According to the Florida Department of Financial Services, the agency launched 27,425 investigations into employer compliance with workers’ compensation laws in 2022. You should be aware of whether your employer has coverage and if the law requires them to carry it.
Employers who have four or more employees must carry workers’ compensation coverage. This includes full-time, part-time and seasonal workers. Construction industry employers, regardless of the number of employees, must also have coverage. Florida law considers corporate officers, such as CEOs or CFOs, as employees, so they count in the total number of employees when determining coverage requirements.
Exemptions and exceptions
There are some notable exceptions to the general rules about workers’ compensation coverage.
Agricultural employers who have fewer than six regular employees and fewer than 12 seasonal employees during any calendar year may be exempt from having coverage.
Sole proprietors, business partners and LLC members may choose to exempt themselves from the requirement. However, they can still opt to include themselves if desired.

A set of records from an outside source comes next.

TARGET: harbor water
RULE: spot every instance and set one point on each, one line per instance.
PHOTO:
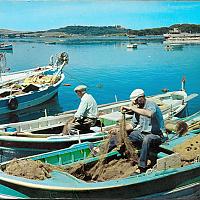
(109, 69)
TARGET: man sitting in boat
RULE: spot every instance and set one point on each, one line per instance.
(147, 125)
(86, 114)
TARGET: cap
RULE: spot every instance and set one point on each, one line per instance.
(80, 88)
(136, 93)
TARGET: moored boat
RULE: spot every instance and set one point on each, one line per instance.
(6, 46)
(134, 46)
(32, 90)
(178, 37)
(169, 174)
(42, 135)
(170, 103)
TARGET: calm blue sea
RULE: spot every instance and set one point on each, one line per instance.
(110, 71)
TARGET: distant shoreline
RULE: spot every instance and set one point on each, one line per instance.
(98, 31)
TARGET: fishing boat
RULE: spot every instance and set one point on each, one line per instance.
(43, 134)
(134, 46)
(170, 103)
(178, 37)
(6, 46)
(169, 173)
(33, 90)
(7, 77)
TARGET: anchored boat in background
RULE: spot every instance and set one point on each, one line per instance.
(4, 46)
(31, 88)
(170, 177)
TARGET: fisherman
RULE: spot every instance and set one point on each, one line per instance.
(147, 124)
(86, 114)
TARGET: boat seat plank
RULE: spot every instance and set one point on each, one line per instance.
(112, 118)
(176, 140)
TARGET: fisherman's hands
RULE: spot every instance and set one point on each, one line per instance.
(124, 109)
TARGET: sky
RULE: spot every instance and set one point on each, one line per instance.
(34, 15)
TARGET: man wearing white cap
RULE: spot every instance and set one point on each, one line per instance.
(148, 117)
(86, 114)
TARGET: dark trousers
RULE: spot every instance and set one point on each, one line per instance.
(83, 124)
(145, 140)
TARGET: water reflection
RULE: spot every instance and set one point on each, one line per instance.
(50, 107)
(6, 51)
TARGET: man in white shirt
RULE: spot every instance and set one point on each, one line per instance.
(86, 114)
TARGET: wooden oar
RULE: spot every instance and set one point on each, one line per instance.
(26, 134)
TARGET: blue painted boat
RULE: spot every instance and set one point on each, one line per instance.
(6, 46)
(33, 90)
(163, 180)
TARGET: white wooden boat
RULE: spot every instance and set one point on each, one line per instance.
(134, 46)
(10, 77)
(41, 135)
(4, 46)
(33, 90)
(170, 178)
(171, 104)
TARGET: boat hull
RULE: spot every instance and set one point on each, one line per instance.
(6, 47)
(159, 183)
(30, 99)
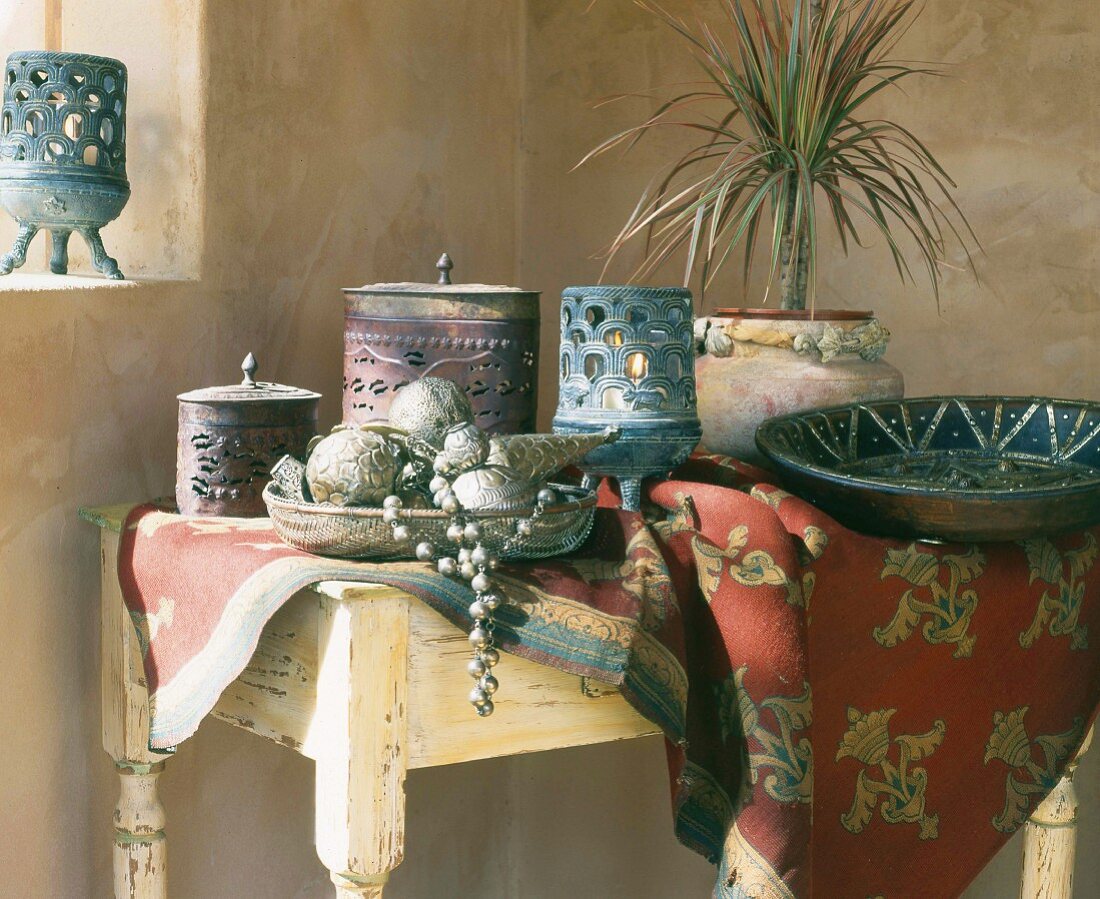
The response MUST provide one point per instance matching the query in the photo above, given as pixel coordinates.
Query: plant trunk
(793, 262)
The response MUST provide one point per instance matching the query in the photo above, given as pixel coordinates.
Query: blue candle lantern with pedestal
(63, 152)
(627, 361)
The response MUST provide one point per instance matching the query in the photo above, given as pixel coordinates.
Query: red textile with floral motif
(846, 715)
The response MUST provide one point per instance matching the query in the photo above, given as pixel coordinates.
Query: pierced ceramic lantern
(63, 157)
(480, 336)
(231, 437)
(627, 361)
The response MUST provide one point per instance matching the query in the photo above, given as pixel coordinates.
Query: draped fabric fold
(846, 715)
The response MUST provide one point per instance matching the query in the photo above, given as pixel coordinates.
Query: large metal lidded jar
(231, 437)
(483, 337)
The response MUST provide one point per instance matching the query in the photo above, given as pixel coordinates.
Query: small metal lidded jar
(483, 337)
(230, 438)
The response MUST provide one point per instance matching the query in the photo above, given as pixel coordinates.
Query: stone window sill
(44, 282)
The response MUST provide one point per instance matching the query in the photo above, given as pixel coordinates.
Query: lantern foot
(630, 490)
(102, 262)
(18, 254)
(58, 258)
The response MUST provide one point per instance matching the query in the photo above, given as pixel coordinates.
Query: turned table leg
(140, 847)
(1051, 840)
(362, 686)
(141, 854)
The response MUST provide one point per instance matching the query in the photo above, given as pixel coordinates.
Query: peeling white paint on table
(369, 682)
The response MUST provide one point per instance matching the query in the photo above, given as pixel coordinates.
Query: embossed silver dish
(361, 533)
(954, 468)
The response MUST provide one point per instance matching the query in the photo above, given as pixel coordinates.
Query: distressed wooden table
(366, 681)
(370, 682)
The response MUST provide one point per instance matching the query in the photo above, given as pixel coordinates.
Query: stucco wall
(351, 142)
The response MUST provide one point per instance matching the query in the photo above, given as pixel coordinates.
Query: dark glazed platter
(953, 468)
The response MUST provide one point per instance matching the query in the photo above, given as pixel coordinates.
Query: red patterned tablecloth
(846, 715)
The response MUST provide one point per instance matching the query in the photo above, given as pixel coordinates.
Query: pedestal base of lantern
(639, 452)
(629, 490)
(58, 256)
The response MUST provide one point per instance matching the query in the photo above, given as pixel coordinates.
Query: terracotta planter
(758, 363)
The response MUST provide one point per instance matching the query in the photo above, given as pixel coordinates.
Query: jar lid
(442, 287)
(249, 390)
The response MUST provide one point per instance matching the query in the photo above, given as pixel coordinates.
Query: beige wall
(352, 141)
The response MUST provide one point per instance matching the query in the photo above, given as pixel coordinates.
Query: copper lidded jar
(230, 438)
(480, 336)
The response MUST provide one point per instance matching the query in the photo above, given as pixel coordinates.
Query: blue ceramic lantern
(627, 361)
(63, 159)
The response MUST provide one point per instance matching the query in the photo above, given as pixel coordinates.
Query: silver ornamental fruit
(353, 468)
(465, 446)
(494, 486)
(426, 408)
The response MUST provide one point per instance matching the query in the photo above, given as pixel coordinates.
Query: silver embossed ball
(353, 468)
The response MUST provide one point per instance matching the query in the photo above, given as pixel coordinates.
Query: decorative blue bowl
(953, 468)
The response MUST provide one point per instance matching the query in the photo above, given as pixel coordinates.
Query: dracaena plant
(783, 132)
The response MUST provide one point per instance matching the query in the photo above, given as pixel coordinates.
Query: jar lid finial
(249, 366)
(444, 266)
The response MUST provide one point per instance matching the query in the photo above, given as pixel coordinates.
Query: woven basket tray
(360, 533)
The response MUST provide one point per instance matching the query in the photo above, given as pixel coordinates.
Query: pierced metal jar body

All employees in the construction industry, regardless of the number of employees, must have workers’ compensation insurance. This rule applies to general contractors and subcontractors.
Verification of coverage
If you are unsure whether your employer has workers’ compensation coverage, you can take steps to verify it. The Florida Division of Workers’ Compensation provides an online tool where you can search for your employer’s coverage status. You’ll need your employer’s Federal Employer Identification Number or the workers’ compensation policy number to conduct the search.
Workers’ compensation coverage helps protect employees in the event of work-related injuries or illnesses. Florida law does mandate it in most cases, but you should check if you think your employer may qualify for an exemption.